The rm will dispose of the land, only if the price is right, says MD
by MARK RAO / pic by ISMAIL CHE RUS
SEACERA Group Bhd might sell some of its 501 acres (202.7ha) of undeveloped landbank in Semenyih to strengthen its cash position after struggling with years of losses and weakened profitability.
Group MD Zulkarnin Ariffin (picture) said the company would, however, dispose of a portion of the undeveloped land, only if the price is right.
“I think cash is always the best asset to hold and, with cash in hand, you have more flexibility to do investments, expansion and business acquisitions,” he told The Malaysian Reserve in a recent interview.
The sizeable freehold and unencumbered land located in Lot 613 of Mukim Ulu Semenyih, Selangor, is Seacera’s largest property asset and carried a net book value of RM784.45 million as at March 15, 2017.
The land was supposed to be developed into a property project worth some RM10 billion in gross development value.
However, the project was deferred as the company could not secure the proper deal with a prominent property developer.
Seacera gained access to the 501-acre landbank when it completed the acquisition of a 250.24-acre portion of the land for RM165.1 million back in August 2017.
Six months after the acquisition, the company then planned to bring in a partner to jointly develop the land before announcing the development plan, but it did not materialise as the two parties failed to reach agreeable terms.
“There were some parties interested (previously), but of course, certain terms eventually were not agreeable. This is normal in negotiations,” Zulkarnin said.
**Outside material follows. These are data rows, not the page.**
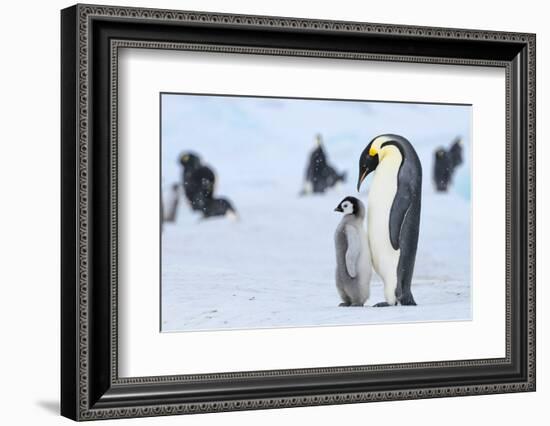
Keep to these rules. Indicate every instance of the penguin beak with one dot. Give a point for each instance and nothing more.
(362, 178)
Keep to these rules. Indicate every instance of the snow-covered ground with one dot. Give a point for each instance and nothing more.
(275, 266)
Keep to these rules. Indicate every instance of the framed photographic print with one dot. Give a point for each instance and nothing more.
(263, 212)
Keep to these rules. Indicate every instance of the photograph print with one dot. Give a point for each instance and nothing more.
(297, 212)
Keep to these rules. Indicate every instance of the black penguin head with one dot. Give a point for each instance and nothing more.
(189, 159)
(368, 162)
(351, 205)
(377, 150)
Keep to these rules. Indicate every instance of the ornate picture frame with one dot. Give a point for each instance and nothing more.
(91, 38)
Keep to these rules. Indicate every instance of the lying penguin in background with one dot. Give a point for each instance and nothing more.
(320, 175)
(218, 207)
(445, 163)
(393, 219)
(353, 263)
(198, 180)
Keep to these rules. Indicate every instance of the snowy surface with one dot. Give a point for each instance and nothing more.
(274, 267)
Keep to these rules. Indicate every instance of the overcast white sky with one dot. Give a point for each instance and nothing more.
(259, 139)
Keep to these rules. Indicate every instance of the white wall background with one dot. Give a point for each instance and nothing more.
(29, 225)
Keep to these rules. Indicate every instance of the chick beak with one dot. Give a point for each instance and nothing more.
(361, 179)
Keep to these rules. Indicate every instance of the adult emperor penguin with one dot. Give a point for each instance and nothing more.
(393, 216)
(353, 265)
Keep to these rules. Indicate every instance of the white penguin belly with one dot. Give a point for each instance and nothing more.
(382, 192)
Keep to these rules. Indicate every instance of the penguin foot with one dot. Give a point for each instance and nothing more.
(381, 305)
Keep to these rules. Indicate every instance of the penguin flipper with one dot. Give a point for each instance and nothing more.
(400, 206)
(353, 251)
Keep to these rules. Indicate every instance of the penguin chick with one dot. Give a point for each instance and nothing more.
(171, 213)
(353, 262)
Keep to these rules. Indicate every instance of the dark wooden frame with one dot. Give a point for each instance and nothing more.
(90, 386)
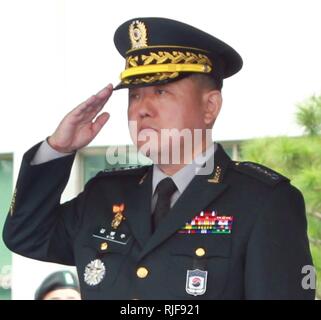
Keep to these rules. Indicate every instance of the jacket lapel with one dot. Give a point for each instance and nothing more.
(203, 190)
(138, 213)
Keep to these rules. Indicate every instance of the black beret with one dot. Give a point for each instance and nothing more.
(159, 50)
(57, 280)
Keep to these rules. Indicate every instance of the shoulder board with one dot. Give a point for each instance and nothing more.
(260, 172)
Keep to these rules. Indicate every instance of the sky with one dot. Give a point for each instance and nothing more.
(55, 54)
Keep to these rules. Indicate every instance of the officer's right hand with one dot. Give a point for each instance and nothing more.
(78, 128)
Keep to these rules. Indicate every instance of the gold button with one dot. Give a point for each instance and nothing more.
(104, 246)
(142, 272)
(200, 252)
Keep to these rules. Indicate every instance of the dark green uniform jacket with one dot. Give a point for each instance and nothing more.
(259, 256)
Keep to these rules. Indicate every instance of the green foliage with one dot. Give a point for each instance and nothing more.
(300, 160)
(309, 115)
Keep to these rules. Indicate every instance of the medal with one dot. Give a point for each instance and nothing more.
(119, 217)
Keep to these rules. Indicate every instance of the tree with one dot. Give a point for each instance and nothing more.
(308, 115)
(298, 158)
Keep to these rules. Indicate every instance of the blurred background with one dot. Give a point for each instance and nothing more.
(56, 53)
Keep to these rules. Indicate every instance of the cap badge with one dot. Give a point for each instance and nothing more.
(138, 34)
(94, 272)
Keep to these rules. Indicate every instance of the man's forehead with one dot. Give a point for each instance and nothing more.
(169, 85)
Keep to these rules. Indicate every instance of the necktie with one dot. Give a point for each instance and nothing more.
(165, 189)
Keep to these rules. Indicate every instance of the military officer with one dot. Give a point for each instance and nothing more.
(173, 230)
(60, 285)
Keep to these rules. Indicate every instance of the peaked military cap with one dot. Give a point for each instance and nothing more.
(159, 50)
(55, 281)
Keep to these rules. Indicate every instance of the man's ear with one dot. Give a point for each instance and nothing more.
(212, 106)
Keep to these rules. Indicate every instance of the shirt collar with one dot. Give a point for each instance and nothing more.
(184, 176)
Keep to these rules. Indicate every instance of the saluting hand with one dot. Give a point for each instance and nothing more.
(79, 127)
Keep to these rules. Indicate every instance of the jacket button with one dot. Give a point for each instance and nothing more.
(200, 252)
(142, 272)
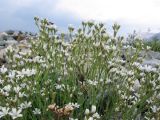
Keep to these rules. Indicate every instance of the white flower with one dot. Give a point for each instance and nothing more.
(75, 105)
(7, 88)
(154, 109)
(136, 85)
(96, 115)
(16, 89)
(4, 111)
(11, 74)
(93, 109)
(1, 81)
(21, 94)
(90, 118)
(36, 111)
(25, 105)
(15, 113)
(86, 111)
(3, 69)
(158, 96)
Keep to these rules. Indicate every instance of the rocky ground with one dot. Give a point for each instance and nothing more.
(16, 38)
While soft property market conditions also dissuaded developers from investing in the project, Zulkarnin said the timing is right to begin project planning.
“We think it is good timing for them to do the planning and, when the industry improves, we can start launching the products,” he said.
He said several parties are currently interested in developing the Semenyih land alongside Seacera, with some already putting forward their proposals. However, he said it is subject to further evaluation and negotiations.
Disposing of some of its property assets is part of Seacera’s larger streamlining efforts which saw the company divesting a 60% stake in construction vehicle Spaz Sdn Bhd for RM12 million cash.
This leaves Seacera with a 20% interest in the loss-making company. Nevertheless, Zulkarnin said Seacera could re-enter the construction market once it recovers.
“I think if the market can recover, there is a possibility that we will re-enter the construction business, (but) maybe we can go on a smaller-scale basis to support our business,” Zulkarnin said.
He said Seacera initially ventured into construction to complement its existing tile manufacturing and distribution business, but challenging operating conditions had caused the company to rethink this strategy.
“We think for the time being, we should dispose of the company (Spaz) and then, we may be able to re-evaluate in the future,” he added.
Going into the current fiscal year, Seacera is now left with its maiden tiles business when it was first incorporated as Seacera Tiles Sdn Bhd back in August 1987 as its sole revenue contributor.
For the year ended Dec 31, 2018 (FY18), the company reported a RM41.13 million net loss due to cost overrun and revenue falling short of overhead costs for the construction business.
Impairments recognised for the tiles business also weighed on earnings that year.
This was against the RM8.92 million net profit registered the year before, while revenue in FY18 also declined 42.4% year-on-year to RM23.3 million. Turnover from the tiles business made up 82.4% of total group revenue that year.